Baricitinib (BARI), an oral, selective inhibitor of Janus kinase (JAK)1/2, is used to treat moderate to severe rheumatoid arthritis (RA) in adults.

Aims/Background

To assess the comparative effectiveness of BARI 4-mg (background MTX) and other targeted synthetic/biologic disease modifying anti-rheumatic drugs in moderate-to-severe RA patients with inadequate response to methotrexate (MTX-IR).

Method

A systematic literature review (SLR) of randomized controlled trials (RCTs; Phase 3) of interventions of interest was conducted (1999 to 2017) in Medline, Medline In-Process, Embase, Biosciences Information Service, the Cochrane Library, and trials registers. Network meta-analyses (NMAs) of RCTs reporting the American College of Rheumatology (ACR) response data were conducted using Bayesian mixed-treatment comparisons. Here, we present main results for the 24-week (±4) time point (fixed-effects simultaneous models).

Results

Totally, 24 trials met the SLR inclusion criteria. Analyses, using BARI RA-BEAM trial data, showed BARI 4 mg (background MTX) to be more effective than adalimumab (ADA) 40-mg (EOW; odds ratio [OR] 1.33; 95% credible interval [CrI] 1.01-1.75), abatacept (ABA) 10-mg (IV/4 weeks; OR 1.47; 95%CrI 1.02-2.13), and infliximab 3-mg (IV/8 weeks; OR 1.61; 95%CrI 1.12-2.27) for ACR20. While no differences were found on ACR50, BARI 4-mg (background MTX) was found to be more effective than ADA 40-mg (OR 1.39; 95%CrI 1.02-1.89), ABA 10-mg (OR 1.85; 95%CrI 1.09-3.23), rituximab (RTX) 1000-mg (OR 2.38; 95%CrI 1.10-5.00) and 2000-mg (OR 2.44; 95%CrI 1.04-5.56) for ACR70. BARI 4-mg (background MTX) showed better results than etanercept monotherapy (50 mg/week or 25 mg/biweekly; OR 2.27; 95%CrI 1.04-5.26) for ACR20, and RTX 1000-mg monotherapy for ACR20/ACR70 (OR 1.82; 95%CrI 1.02-3.13)/(OR 2.70; 95%CrI 1.04-7.14).
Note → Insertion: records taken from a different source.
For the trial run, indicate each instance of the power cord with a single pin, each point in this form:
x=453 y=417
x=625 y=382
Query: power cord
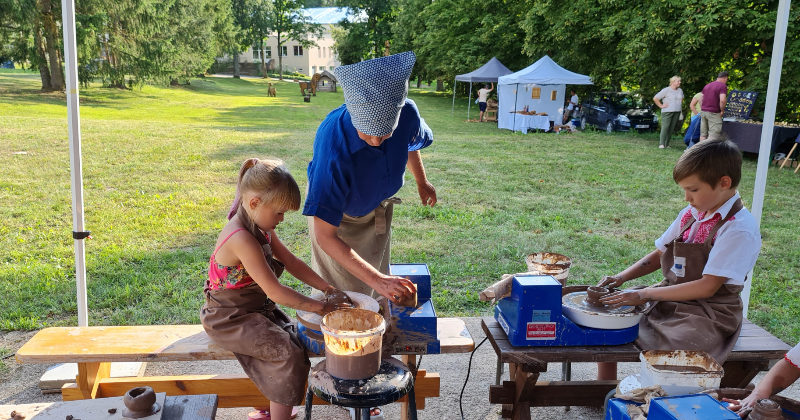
x=469 y=368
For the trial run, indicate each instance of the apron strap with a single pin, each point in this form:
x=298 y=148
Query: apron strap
x=734 y=209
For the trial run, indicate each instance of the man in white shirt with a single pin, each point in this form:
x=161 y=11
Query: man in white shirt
x=483 y=94
x=572 y=105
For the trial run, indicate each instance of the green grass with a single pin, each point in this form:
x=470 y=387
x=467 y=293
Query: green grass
x=160 y=167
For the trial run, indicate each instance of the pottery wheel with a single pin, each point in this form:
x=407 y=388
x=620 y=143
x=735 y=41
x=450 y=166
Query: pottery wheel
x=577 y=300
x=360 y=301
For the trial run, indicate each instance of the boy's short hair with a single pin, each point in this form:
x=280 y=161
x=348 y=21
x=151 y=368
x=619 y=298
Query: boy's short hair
x=710 y=160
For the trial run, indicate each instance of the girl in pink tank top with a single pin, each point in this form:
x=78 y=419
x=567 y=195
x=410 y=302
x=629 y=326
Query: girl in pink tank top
x=242 y=289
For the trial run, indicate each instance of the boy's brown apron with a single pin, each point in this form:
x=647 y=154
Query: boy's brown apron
x=246 y=322
x=369 y=236
x=711 y=325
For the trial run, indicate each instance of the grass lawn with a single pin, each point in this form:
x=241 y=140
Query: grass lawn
x=160 y=168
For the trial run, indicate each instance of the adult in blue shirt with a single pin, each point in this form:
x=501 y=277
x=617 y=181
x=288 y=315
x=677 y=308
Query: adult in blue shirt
x=361 y=151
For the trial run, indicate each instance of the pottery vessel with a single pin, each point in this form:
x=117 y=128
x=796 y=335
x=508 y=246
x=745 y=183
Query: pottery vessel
x=593 y=295
x=766 y=409
x=140 y=402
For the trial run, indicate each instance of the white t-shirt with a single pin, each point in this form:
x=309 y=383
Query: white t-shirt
x=793 y=356
x=672 y=98
x=573 y=101
x=737 y=245
x=482 y=94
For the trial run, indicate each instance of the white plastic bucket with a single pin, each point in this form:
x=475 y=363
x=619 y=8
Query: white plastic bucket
x=680 y=372
x=353 y=340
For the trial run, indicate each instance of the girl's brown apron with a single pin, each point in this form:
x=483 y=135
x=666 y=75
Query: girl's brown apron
x=369 y=236
x=711 y=325
x=246 y=322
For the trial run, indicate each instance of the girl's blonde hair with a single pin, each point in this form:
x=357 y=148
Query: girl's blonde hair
x=270 y=180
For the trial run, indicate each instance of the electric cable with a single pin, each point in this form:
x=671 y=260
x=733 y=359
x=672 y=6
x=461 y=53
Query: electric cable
x=469 y=368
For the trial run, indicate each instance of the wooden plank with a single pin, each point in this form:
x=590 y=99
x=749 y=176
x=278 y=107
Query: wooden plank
x=191 y=407
x=143 y=343
x=453 y=335
x=233 y=390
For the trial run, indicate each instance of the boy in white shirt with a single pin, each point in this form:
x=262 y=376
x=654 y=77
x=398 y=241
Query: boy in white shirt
x=705 y=257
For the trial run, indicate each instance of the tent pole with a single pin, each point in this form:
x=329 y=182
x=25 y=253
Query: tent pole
x=454 y=98
x=470 y=99
x=765 y=148
x=74 y=126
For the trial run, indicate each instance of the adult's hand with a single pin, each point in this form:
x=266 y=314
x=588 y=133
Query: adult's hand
x=427 y=193
x=394 y=288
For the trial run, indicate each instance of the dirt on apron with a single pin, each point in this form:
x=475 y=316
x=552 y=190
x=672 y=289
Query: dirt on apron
x=261 y=336
x=711 y=325
x=369 y=236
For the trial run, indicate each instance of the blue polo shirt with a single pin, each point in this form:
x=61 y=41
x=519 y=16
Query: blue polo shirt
x=348 y=176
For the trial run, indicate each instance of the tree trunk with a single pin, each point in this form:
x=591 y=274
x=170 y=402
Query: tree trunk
x=40 y=56
x=51 y=35
x=263 y=59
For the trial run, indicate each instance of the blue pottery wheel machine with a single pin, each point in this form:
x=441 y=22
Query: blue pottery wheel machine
x=532 y=316
x=412 y=331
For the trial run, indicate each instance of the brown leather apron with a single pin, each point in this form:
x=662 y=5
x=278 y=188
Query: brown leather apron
x=711 y=325
x=370 y=236
x=264 y=340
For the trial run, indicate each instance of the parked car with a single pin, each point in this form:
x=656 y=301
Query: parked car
x=618 y=111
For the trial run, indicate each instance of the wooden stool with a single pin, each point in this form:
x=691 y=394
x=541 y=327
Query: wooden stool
x=362 y=394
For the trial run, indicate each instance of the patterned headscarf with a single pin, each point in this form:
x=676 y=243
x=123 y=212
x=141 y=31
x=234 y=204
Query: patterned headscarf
x=375 y=91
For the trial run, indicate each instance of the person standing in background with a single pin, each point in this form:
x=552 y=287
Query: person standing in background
x=672 y=97
x=572 y=106
x=715 y=96
x=483 y=95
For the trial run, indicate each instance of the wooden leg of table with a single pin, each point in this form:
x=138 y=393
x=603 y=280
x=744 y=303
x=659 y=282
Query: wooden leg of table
x=89 y=376
x=411 y=361
x=739 y=374
x=786 y=159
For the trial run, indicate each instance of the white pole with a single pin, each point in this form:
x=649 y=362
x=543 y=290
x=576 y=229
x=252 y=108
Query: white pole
x=769 y=123
x=470 y=99
x=454 y=98
x=74 y=125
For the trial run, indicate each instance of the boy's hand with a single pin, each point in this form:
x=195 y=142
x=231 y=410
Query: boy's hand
x=611 y=282
x=623 y=298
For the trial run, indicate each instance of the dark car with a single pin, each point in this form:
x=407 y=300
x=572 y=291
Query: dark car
x=617 y=111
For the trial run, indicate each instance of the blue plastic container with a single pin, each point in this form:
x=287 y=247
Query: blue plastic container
x=690 y=407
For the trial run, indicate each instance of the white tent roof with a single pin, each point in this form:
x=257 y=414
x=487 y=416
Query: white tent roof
x=545 y=72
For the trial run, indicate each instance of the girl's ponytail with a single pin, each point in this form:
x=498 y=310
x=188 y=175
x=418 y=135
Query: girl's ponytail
x=247 y=164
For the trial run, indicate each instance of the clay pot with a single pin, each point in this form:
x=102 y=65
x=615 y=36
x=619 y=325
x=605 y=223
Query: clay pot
x=766 y=409
x=593 y=295
x=140 y=402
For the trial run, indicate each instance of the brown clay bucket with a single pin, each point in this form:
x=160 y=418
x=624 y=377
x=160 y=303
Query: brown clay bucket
x=353 y=340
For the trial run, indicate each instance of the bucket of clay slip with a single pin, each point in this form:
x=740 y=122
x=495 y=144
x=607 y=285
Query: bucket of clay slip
x=353 y=339
x=549 y=263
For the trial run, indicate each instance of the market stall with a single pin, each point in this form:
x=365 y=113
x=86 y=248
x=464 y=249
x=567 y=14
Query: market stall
x=537 y=89
x=487 y=73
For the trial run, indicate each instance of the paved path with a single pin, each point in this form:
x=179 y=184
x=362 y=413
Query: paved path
x=20 y=383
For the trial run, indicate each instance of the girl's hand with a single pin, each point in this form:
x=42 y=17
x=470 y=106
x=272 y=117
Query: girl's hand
x=611 y=282
x=624 y=298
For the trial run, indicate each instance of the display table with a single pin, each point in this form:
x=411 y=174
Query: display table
x=523 y=122
x=748 y=136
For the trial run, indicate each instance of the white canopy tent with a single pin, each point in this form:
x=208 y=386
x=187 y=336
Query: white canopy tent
x=540 y=86
x=525 y=76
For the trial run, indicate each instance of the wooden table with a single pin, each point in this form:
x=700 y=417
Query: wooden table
x=182 y=407
x=753 y=351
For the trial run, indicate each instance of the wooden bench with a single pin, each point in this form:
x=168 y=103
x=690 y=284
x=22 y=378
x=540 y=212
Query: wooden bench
x=94 y=348
x=752 y=354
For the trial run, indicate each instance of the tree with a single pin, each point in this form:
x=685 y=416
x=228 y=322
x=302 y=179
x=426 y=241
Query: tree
x=287 y=22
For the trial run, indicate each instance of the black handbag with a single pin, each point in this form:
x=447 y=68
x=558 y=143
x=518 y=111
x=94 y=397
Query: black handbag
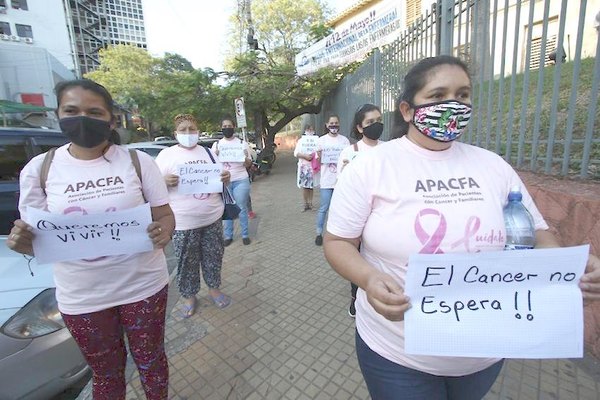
x=231 y=210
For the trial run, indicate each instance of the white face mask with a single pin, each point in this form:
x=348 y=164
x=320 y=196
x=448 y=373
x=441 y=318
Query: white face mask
x=188 y=139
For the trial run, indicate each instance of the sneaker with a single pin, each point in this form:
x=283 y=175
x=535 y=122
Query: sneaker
x=352 y=309
x=319 y=240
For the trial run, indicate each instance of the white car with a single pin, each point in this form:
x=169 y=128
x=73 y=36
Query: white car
x=38 y=356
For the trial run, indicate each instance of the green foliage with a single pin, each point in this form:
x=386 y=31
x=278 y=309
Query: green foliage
x=161 y=88
x=267 y=78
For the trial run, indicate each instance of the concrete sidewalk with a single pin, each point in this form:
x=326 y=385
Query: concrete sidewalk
x=287 y=334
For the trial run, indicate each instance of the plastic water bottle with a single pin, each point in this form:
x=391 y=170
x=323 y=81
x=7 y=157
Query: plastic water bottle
x=520 y=230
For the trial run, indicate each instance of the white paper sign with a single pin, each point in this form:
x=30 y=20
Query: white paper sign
x=330 y=155
x=513 y=304
x=60 y=237
x=309 y=144
x=231 y=152
x=200 y=178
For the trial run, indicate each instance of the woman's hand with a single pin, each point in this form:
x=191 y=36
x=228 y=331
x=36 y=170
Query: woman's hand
x=386 y=296
x=20 y=238
x=225 y=177
x=160 y=236
x=590 y=281
x=171 y=180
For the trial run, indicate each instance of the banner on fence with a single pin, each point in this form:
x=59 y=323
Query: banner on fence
x=514 y=304
x=373 y=27
x=59 y=237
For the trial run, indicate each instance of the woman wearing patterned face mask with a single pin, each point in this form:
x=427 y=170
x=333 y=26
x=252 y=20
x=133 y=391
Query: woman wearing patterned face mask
x=375 y=204
x=329 y=148
x=102 y=299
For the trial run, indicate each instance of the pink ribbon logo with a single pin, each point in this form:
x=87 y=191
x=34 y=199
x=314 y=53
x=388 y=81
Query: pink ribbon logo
x=431 y=243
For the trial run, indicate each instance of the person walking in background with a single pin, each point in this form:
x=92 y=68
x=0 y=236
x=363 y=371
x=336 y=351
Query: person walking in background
x=329 y=148
x=304 y=151
x=198 y=236
x=100 y=299
x=375 y=205
x=367 y=127
x=230 y=149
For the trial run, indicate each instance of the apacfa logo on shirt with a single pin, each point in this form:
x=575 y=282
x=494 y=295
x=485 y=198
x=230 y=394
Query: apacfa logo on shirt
x=93 y=184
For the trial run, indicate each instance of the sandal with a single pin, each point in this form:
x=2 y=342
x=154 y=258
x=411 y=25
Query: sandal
x=187 y=310
x=221 y=301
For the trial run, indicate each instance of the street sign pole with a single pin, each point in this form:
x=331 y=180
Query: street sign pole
x=240 y=116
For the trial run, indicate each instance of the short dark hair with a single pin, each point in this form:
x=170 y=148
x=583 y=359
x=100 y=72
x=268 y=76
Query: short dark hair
x=86 y=84
x=359 y=115
x=415 y=80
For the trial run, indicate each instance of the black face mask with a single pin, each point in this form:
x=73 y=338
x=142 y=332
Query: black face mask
x=373 y=131
x=85 y=131
x=227 y=132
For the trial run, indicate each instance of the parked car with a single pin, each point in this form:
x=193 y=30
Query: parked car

Sensitivity analysis including 10 additional trials with up to 20% of patients with prior biologic use allowed comparison versus tofacitinib (TOFA), showing BARI 4-mg (background MTX) is more effective than TOFA 5 mg (BID) monotherapy for ACR20 (OR 1.92; 95%CrI 1.32-2.86).

Conclusions

The comparative analyses support BARI as an efficacious treatment option for moderate-to-severe RA patients with MTX-IR.

Previously presented at ISPOR-EU (2018).